On `vm-cluster` tasks, every node gets `/etc/harbor/cluster-info` with node IPs:

```
primary=192.168.100.10
worker=192.168.100.11
```

The primary node also has `/root/.ssh/id_ed25519` pre-configured to SSH into all other nodes without a password.

### Writing tests

The verifier (`tests/test.sh`) runs inside the VM and writes a reward between 0.0 and 1.0:

```bash
#!/bin/bash
set -euo pipefail
REWARD=0

if some_check_passes; then
    REWARD=$(echo "$REWARD + 0.5" | bc)
fi

echo "$REWARD" > /logs/verifier/reward.txt
```

For cluster tasks, tests run on the primary node and can SSH to workers:

```bash
VALUE=$(ssh -o StrictHostKeyChecking=no worker "cat /some/file")
```

## Supported base images

Base images are automatically downloaded from official cloud repos on first use.

| Name | OS |
|---|---|
| `ubuntu-24.04` | Ubuntu 24.04 LTS (default) |
| `ubuntu-22.04` | Ubuntu 22.04 LTS |
| `ubuntu-20.04` | Ubuntu 20.04 LTS |
| `debian-12` | Debian 12 (Bookworm) |
| `rocky-9` | Rocky Linux 9 |

You can also use an absolute path to a custom qcow2 image:

```toml
base_image = "/path/to/custom.qcow2"
```

## Internet isolation

Set `allow_internet = false` to boot VMs without NAT. Package installation still works because `vm-setup.sh` runs via `virt-customize` (pre-boot on the host) before the isolated network is created.
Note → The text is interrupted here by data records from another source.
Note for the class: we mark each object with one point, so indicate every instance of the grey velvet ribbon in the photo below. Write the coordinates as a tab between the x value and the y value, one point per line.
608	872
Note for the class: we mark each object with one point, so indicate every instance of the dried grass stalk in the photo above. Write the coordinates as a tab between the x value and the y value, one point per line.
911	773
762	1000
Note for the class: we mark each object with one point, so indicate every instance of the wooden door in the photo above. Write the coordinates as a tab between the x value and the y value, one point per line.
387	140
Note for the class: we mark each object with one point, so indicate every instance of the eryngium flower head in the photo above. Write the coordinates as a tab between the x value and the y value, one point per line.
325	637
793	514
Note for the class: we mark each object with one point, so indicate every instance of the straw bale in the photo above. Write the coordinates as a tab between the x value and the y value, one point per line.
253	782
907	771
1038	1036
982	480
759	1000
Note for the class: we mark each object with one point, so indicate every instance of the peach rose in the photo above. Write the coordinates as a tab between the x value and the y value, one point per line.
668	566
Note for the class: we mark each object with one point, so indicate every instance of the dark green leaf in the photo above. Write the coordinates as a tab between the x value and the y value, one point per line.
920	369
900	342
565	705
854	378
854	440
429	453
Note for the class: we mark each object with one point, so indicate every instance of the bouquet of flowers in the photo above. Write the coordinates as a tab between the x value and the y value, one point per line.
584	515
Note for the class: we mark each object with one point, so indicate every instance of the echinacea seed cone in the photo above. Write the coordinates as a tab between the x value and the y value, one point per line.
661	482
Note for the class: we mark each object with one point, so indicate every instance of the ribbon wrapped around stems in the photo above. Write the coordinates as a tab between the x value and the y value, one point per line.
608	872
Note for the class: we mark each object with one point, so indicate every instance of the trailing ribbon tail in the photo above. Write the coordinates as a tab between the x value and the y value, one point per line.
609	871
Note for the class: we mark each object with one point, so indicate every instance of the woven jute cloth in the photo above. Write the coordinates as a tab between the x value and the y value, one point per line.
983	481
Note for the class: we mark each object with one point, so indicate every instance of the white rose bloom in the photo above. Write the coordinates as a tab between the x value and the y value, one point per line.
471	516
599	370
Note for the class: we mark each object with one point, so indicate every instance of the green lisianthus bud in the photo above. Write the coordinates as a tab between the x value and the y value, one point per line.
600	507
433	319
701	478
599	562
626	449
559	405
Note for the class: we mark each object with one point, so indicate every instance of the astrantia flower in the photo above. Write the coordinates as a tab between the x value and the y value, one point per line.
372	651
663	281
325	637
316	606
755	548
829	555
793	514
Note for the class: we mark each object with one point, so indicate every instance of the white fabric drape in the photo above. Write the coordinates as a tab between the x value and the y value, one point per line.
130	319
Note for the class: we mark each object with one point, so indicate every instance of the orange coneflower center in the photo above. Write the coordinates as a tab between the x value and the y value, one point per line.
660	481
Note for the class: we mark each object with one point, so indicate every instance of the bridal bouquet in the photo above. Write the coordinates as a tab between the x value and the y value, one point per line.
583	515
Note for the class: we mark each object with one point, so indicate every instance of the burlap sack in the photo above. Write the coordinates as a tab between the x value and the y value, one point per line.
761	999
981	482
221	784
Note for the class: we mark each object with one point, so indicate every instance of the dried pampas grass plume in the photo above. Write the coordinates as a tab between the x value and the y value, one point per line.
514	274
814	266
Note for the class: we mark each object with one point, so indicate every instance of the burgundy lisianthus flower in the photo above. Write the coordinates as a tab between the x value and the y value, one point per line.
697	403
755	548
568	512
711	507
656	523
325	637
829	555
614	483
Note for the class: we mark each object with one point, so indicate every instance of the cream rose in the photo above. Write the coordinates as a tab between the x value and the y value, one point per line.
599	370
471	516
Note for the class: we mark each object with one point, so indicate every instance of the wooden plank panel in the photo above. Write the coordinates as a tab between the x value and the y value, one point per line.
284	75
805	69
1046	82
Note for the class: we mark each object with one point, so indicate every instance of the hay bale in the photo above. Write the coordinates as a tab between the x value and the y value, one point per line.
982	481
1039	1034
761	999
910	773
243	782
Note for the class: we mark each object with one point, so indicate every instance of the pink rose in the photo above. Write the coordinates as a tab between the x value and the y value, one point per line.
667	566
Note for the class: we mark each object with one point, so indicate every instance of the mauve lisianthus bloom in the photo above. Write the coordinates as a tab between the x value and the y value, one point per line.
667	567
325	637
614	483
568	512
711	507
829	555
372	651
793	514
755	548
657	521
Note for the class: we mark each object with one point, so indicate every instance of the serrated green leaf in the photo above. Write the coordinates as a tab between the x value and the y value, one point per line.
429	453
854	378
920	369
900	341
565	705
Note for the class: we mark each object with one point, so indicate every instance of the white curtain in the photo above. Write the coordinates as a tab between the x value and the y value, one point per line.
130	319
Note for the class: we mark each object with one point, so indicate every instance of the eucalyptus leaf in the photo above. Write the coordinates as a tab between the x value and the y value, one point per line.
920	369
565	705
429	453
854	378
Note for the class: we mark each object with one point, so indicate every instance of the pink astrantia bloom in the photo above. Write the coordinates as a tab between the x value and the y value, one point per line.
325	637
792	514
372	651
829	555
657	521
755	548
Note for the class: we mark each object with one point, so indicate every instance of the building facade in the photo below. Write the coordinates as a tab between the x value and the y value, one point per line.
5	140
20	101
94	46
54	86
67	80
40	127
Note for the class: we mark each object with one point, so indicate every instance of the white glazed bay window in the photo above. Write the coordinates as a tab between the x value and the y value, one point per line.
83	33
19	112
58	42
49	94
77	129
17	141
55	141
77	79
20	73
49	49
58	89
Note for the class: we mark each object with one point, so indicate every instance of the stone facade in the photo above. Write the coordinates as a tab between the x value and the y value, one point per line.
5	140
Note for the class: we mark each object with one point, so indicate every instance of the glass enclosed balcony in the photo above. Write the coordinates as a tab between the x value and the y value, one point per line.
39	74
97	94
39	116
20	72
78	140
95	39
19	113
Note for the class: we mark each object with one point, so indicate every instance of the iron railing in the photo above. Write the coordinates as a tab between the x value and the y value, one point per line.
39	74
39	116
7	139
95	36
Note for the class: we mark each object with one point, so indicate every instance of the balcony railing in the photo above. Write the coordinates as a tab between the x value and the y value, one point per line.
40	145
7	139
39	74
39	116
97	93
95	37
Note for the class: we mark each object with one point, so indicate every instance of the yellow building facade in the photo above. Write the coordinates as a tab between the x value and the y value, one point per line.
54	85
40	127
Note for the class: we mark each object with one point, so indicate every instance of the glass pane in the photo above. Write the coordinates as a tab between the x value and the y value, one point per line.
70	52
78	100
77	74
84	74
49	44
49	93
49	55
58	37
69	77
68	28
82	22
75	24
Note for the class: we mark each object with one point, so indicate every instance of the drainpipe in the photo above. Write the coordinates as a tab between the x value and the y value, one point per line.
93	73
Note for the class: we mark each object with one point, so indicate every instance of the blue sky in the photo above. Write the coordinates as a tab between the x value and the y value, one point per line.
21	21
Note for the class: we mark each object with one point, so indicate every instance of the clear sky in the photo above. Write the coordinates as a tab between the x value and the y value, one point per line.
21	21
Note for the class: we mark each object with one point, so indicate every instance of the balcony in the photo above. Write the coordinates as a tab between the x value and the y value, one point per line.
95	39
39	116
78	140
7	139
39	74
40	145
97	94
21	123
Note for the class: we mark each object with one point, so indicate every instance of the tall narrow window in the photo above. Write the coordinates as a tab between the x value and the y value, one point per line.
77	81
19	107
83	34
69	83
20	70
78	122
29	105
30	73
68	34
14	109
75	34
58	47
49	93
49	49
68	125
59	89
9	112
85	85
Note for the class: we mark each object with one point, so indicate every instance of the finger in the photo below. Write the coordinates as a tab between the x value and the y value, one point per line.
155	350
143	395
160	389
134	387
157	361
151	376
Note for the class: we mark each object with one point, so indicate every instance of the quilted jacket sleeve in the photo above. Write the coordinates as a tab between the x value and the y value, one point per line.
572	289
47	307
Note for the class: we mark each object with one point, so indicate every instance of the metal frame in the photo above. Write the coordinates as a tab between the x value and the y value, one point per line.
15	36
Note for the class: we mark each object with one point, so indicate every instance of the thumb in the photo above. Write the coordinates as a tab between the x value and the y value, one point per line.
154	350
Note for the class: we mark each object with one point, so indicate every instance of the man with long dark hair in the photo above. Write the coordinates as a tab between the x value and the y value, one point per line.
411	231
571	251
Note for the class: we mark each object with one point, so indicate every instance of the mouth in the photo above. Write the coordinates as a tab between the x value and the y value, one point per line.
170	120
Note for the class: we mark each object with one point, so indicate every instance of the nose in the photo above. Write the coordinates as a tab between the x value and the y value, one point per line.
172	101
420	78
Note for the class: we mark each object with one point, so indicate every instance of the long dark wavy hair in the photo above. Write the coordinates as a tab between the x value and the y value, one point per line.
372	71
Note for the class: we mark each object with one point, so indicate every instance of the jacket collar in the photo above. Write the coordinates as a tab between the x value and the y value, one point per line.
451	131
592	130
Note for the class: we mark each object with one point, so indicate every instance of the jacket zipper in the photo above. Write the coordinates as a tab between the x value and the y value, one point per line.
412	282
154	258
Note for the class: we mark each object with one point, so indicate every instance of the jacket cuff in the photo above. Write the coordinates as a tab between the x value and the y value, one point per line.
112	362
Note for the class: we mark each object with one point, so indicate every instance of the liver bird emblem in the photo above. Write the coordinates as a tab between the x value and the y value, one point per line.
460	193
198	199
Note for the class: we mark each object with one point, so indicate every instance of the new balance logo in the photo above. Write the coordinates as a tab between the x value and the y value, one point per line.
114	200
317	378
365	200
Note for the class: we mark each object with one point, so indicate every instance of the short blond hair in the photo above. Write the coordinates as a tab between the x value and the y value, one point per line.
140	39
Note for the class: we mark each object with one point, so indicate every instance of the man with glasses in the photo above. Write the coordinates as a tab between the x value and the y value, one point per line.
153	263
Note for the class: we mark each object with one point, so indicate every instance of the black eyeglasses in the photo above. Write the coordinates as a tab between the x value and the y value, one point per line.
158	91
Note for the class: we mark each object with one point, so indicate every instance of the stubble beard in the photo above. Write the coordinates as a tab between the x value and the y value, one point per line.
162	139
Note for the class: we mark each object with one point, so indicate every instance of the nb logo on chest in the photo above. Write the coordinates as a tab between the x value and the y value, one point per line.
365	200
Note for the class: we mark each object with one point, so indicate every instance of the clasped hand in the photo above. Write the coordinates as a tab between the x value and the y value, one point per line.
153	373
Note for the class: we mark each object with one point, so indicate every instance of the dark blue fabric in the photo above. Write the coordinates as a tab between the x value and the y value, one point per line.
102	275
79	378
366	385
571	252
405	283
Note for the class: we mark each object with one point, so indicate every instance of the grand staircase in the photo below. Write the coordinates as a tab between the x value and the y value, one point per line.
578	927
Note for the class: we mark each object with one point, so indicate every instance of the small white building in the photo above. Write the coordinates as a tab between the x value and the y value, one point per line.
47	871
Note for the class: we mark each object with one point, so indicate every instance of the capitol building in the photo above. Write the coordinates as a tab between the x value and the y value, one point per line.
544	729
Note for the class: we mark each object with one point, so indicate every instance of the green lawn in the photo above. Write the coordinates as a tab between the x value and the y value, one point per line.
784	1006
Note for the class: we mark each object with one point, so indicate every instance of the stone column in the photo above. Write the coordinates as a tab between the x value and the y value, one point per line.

Requires `libguestfs-tools` on the host.

```toml
[environment]
type = "vm"
allow_internet = false
```

## Cleanup

VM work directories and libvirt resources accumulate over time. Clean them with:

```bash
harbor-vm vm clean             # interactive — shows what will be removed
harbor-vm vm clean -f          # skip confirmation
harbor-vm vm clean --dry       # preview only, no changes
harbor-vm vm clean --images    # also remove cached base images
```

## Debugging a failed task

Keep the VM alive after the trial ends:

```bash
harbor-vm run --path my-task --agent oracle --env vm --no-delete
```

Then SSH in manually:

```bash
ssh -i ~/.harbor/vm-work/harbor-<session-id>/id_ed25519 root@192.168.201.10
```

Check VM status with virsh:

```bash
virsh list --all          # list running harbor VMs
virsh console harbor-xxx  # serial console (Ctrl+] to exit)
virsh net-list --all      # list harbor networks
```

Force-clean a stuck VM or network:

```bash
virsh destroy harbor-xxx
virsh net-destroy harbor-net-xxx
```

## Example tasks

| Task | Type | What it tests |
|---|---|---|
| [`vm-single-node`](examples/tasks/vm-single-node/) | vm | Load a kernel module |
| [`vm-filesystem`](examples/tasks/vm-filesystem/) | vm | Loopback device + ext4 mount |
| [`vm-lvm-storage`](examples/tasks/vm-lvm-storage/) | vm | LVM volumes and snapshots |
| [`vm-network`](examples/tasks/vm-network/) | vm-cluster | iptables NAT routing between nodes |
| [`vm-nfs-share`](examples/tasks/vm-nfs-share/) | vm-cluster | NFS server/client file sharing |
| [`vm-etcd-cluster`](examples/tasks/vm-etcd-cluster/) | vm-cluster | etcd cluster with quorum survival |
| [`vm-cluster`](examples/tasks/vm-cluster/) | vm-cluster | Ceph distributed storage |

See the [VM task guide](https://harborframework.com/docs/tasks/vm-tasks) and [troubleshooting guide](https://harborframework.com/docs/tasks/vm-troubleshooting) for full documentation.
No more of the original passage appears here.